Strengths-based recording is sometimes dismissed as a softening exercise — a way of making unpalatable truths more palatable, of papering over genuine risk with positive framing. That is a misreading of what the practice actually involves. A strengths-based approach to recording does not require recording only the good things, or denying the reality of what has happened. It requires recording honestly in a way that captures capability and context alongside difficulty. The difference is not small. Consider the difference between a log entry that reads: "Harry became aggressive in the living room at 9pm, throwing the remote control at the wall and shouting obscenities; staff intervened," and one that reads: "Harry became very distressed at 9pm after a phone call from his mum was cut short; he threw the remote control and became verbally aggressive; staff gave him space, checked in ten minutes later, and he was able to talk about how let down he had felt; he apologised for the remote control without being asked." Both accounts describe the same incident. The second one records something real about Harry's capacity to recover, to reflect, to take responsibility — capacities that the first account erases entirely. Over months and years, the difference in what gets recorded accumulates into a very different picture of a person. The first file tells a story of escalation and intervention. The second tells a story of someone trying and sometimes struggling, with people around them who are paying close attention.

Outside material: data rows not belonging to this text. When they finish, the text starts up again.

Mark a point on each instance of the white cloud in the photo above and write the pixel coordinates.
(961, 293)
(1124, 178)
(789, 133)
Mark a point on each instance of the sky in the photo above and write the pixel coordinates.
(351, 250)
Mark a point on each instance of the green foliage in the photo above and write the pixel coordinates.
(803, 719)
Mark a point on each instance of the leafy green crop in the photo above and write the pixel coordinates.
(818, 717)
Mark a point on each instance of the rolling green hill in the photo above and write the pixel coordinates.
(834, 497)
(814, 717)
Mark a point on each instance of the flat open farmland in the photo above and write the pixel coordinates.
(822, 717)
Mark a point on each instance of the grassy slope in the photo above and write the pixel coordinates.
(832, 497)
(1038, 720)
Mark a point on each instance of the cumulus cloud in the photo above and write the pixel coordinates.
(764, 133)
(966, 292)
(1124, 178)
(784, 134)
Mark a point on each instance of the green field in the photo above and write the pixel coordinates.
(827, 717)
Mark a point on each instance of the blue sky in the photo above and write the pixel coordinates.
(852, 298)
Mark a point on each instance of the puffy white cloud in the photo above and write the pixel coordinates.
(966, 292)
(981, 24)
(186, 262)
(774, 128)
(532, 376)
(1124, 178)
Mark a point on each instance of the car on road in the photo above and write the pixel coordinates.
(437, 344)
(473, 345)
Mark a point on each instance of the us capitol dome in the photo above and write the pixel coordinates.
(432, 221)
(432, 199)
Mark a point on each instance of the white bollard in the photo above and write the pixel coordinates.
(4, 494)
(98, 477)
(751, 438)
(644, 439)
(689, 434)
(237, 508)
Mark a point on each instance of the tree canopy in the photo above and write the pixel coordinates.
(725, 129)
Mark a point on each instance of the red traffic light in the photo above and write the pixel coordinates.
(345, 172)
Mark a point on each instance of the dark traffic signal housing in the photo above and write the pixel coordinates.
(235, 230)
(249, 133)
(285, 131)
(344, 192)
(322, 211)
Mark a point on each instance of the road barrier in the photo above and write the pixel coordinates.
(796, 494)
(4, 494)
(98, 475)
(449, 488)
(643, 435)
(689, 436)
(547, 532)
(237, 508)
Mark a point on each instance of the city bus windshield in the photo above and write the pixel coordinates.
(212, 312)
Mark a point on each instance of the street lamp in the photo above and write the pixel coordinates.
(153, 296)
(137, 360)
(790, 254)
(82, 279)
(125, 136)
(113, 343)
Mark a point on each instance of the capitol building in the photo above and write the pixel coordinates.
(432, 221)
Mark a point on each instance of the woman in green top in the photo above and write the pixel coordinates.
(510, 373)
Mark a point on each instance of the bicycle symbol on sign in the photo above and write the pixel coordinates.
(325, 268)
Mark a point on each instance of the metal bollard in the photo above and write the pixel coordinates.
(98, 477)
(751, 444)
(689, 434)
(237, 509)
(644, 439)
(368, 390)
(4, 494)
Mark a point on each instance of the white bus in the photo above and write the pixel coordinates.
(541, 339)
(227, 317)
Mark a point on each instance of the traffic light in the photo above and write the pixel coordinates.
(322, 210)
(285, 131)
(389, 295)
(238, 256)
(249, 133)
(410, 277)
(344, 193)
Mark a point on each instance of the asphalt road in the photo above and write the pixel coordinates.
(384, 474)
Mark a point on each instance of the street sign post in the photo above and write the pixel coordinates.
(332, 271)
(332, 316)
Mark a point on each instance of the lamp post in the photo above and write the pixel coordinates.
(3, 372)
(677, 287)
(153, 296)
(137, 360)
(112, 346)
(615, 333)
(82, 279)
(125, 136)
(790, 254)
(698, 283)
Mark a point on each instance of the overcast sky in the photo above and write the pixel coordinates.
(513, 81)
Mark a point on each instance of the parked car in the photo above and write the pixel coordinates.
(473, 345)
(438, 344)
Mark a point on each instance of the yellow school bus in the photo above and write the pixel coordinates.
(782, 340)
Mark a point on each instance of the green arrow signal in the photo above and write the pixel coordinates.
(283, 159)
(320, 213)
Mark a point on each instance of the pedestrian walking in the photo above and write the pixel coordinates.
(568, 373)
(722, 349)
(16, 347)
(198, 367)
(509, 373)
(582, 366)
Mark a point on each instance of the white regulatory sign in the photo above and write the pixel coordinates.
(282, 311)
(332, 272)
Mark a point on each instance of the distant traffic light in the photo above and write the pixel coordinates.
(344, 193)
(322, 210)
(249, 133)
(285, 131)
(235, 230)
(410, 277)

Recording well is a skill that requires time and organisational commitment to develop, and the conditions under which residential care workers produce records are not always conducive to it. Logs written at the end of a long shift, incident reports completed under regulatory deadline, referral summaries produced quickly to fill a bed — these pressures do not encourage nuance. A home that is serious about how it writes about young people builds that commitment into its culture: into supervision, into the way managers review records, into training that asks workers to read back what they have written and consider how a young person would feel encountering it. It also requires managers who are willing to push back on the language that regulatory pressure tends to produce — the language of risk, of behaviour, of incident — and to insist on a fuller account. Some of this sits beyond the control of any single home: what the regulator requires, what placing authorities want, what insurance documentation demands. But within those constraints, there is significant room for choice. The child who will one day read their file — and many of them will — deserves to find in it a record of who they were, not only of what they did. Writing with that reader in mind is one of the quieter acts of care available to residential practitioners, and it matters more than the forms it goes on will usually suggest.